Morrison said: “If an outbreak were to occur in Western Australia, as has occurred in other states, it will be the strength of your state’s testing, tracing and outbreak containment capabilities that will determine your success or otherwise.” This is where Victoria collapsed.

As New Zealand has shown, you don’t eliminate this virus. Victoria became arrogant and has paid a devastating price. The reality, despite the Ruby Princess fiasco, is that NSW at present is the best performing state — its economy is still open and it is containing the outbreaks while the overall situation remains on knife edge.

The risk for Morrison is the spectre of a PM losing influence.

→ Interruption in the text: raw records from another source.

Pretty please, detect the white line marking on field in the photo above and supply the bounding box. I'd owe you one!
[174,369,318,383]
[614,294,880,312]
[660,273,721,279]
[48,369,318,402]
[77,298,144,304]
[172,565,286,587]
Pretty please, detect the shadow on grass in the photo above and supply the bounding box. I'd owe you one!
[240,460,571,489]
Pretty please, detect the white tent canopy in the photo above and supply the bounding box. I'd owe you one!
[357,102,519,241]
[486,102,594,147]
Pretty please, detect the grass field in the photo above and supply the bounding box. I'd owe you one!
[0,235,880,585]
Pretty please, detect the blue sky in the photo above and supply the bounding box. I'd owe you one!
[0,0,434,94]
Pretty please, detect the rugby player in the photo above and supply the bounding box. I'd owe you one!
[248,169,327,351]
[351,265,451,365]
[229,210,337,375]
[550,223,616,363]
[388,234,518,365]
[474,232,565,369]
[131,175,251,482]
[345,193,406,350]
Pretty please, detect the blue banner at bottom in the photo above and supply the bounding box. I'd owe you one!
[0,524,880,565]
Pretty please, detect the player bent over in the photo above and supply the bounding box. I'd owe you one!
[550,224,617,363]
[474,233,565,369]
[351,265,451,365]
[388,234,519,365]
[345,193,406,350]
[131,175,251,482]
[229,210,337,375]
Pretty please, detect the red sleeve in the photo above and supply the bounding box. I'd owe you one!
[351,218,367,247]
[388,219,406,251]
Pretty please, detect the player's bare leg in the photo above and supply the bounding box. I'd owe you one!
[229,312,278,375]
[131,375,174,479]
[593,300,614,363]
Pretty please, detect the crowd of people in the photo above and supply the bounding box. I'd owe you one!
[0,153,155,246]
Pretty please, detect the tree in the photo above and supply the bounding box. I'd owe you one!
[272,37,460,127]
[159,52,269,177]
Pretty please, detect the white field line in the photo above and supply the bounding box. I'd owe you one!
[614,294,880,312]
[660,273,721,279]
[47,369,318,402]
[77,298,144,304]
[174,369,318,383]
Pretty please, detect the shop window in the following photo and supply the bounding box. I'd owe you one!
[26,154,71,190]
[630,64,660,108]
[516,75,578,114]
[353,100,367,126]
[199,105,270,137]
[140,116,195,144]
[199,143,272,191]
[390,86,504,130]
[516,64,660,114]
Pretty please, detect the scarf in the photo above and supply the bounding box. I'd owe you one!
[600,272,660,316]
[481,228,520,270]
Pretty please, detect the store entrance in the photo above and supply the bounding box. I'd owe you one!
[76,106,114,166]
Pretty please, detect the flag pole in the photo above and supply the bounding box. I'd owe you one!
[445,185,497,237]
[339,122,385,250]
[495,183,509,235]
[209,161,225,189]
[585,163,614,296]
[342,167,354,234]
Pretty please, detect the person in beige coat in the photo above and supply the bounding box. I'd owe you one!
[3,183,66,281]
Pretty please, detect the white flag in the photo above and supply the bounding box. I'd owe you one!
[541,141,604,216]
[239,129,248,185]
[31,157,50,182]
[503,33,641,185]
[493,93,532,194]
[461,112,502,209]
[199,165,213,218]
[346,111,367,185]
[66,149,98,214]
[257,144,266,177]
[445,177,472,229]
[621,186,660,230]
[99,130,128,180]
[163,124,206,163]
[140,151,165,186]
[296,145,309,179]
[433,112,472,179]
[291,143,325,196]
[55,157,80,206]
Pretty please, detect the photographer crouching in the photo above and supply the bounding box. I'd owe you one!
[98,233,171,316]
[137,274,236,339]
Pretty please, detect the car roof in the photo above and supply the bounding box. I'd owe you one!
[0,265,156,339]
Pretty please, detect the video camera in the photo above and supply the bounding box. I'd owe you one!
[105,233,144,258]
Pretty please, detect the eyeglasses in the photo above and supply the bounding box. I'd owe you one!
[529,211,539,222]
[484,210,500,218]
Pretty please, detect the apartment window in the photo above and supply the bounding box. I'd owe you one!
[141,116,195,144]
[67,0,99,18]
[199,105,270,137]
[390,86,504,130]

He is trapped between a rock and a hard place. He cannot fight border closures in states where they are overwhelming popular, so he surrenders more control to the premiers. Yet he cannot leverage the commonwealth’s money power to bring the premiers into line because cutting fiscal support rebounds on Morrison, not the premiers.

Palaszczuk has the winning formula promising “to put Queenslanders’ health first” and safeguard them from contamination running amok in southern states. She can survive the economic destruction she is inflicting on the travel sector because that electoral constituency belongs to her opposition. At the October 31 election Palaszczuk will be the first premier to test Australia’s new political axiom — pandemic protectionism guarantees the re-election of any state government, no matter how inept or disreputable.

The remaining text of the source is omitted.